24 Kasım’da bu sene on-line olarak düzenlenen Bloomberg BusinessTurk etkinliğini izledim. Yerli yabancı akademisyenler ve teknoloji sağlayıcıları deneyimlerini ve vizyonlarını izleyicilerle paylaştılar. Her zaman inandığım üzere teknoloji toplumsal ve kurumsal değişimin en büyük tetikleyicisi olmaya devam ediyor. Virüs salgını bu sürecin daha da hızlanmasına yol açtı. Kurumlar hizmetlerinin aksamaması ve iş kaybını azaltmak için dijital dönüşüm projelerine öncelik vermeye başladılar. Bu gelişmeler, özellikle bilişim teknolojileri alanında çalışanlara büyük fırsatlar sunuyor.
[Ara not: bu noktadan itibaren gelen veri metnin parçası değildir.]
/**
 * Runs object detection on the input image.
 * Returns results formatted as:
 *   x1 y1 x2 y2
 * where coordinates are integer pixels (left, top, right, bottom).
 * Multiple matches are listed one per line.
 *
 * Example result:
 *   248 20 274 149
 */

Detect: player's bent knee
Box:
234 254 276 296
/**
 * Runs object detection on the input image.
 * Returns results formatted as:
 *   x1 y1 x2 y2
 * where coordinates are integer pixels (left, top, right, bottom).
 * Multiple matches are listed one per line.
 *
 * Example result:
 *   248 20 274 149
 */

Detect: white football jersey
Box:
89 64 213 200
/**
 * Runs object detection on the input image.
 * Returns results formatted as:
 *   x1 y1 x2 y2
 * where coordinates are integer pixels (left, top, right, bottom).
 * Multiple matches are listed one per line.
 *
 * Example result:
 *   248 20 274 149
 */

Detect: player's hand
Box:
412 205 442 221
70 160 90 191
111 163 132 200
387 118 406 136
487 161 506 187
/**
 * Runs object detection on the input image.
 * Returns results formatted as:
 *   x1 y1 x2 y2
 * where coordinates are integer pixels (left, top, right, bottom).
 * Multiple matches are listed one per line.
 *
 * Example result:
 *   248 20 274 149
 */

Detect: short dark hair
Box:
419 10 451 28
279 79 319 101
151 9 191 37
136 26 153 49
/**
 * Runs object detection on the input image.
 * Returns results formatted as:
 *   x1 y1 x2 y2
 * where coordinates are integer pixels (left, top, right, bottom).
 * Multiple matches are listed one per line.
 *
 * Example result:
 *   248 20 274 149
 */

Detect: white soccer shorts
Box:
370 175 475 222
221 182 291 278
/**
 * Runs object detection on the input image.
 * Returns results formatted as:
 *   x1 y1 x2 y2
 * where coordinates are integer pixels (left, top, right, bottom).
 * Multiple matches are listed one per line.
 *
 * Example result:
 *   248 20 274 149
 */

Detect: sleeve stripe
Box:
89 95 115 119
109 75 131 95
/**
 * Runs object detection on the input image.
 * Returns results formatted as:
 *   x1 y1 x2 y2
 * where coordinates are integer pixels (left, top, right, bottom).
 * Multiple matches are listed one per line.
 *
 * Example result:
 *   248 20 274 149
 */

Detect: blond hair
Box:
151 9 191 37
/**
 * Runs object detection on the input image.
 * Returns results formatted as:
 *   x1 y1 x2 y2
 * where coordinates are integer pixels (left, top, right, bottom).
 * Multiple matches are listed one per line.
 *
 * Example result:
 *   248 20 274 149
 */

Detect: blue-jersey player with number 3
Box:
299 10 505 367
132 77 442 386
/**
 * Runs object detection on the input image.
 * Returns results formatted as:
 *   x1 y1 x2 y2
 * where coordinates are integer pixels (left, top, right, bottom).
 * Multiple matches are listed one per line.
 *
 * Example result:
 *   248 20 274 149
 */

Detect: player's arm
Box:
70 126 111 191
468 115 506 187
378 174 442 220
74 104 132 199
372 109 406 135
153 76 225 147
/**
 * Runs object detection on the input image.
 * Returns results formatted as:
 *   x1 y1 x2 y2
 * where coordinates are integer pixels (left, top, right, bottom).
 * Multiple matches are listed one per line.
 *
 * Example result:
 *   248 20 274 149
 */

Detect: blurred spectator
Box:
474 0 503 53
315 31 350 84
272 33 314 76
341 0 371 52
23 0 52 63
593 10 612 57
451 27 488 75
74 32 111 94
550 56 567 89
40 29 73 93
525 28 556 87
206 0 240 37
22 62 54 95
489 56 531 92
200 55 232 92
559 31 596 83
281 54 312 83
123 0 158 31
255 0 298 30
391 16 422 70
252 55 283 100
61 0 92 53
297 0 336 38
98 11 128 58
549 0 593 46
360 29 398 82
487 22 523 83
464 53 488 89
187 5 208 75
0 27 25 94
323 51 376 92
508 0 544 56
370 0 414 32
Strateji çalışırken SWOT analizinde fırsatları sorarız; özellikle son iki senedir “Hocam ne fırsatı, öldük bittik” cevabı çok yaygındı. Bu sefer bu sorgulamanın mantıksız olmadığına katılımcıları dinleyince ben de daha çok inandım. Teknoloji, özellikle bilişim sektöründeki gelişmeler zincirleme yaratacağı kaldıraç etkisiyle diğer sektörlerinde önünü açıyor ve fırsatlar yaratıyor. Ancak burada özellikle küçük ve orta boy şirketlerin dikkat etmeleri gereken önemli hususlar var. Türkiye’de teknoloji piyasası satıcı ağırlıklıdır. Bu tip yatırımlar yapmadan önce şirketlerde ihtiyaç analizleri yapılması gerekir. Bu analizler yapılırken şirketlerin iş hacmi, işlem sayıları, müşteri çağrıları vs. gibi istatistiklerin dikkate alınması gerekir. Bir işletmeyi günde 5 kişi arıyorsa otomatik cevaplama yazılımı yatırımı yapmak yerine belki bu işle görevlendirilecek bir kişiye yönlendirme yapılması çok daha basit ve ucuz bir çözüm olabilir. Firmalar ihtiyaçlarının detaylı analizini yapabilecek bilgi ve organizasyona sahip olmadıkları için bu yatırımların kapsamını genellikle teknoloji sağlayıcılara bırakırlar, onlara güvenirler. Bu yaklaşım sonucunda ihtiyacı tam karşılamayan veya firma için ihtiyaç fazlası yatırımlar ortaya çıkar. Bu bir iş organizasyonu ve planlama konusudur. Daha büyük daha akıllı sistemlere yatırım iş hacmine ve karlılığa orantılı yapılması gerekir. Her şeyden önce bilişim teknolojileri yatırımı öncelikle bir finans konusudur. Dijital dönüşüm yatırımları firmaların finansal metriklerine olumlu katkısı olduğu takdirde yapılması gerekir. Aksi takdirde operasyonlarına kolaylık sağladığını düşündüğünüz çoğu ithal; yazılımlar, otomasyon sistemleri, robotlar, size hesaba katmadığınız işletme giderleri çıkarabilir.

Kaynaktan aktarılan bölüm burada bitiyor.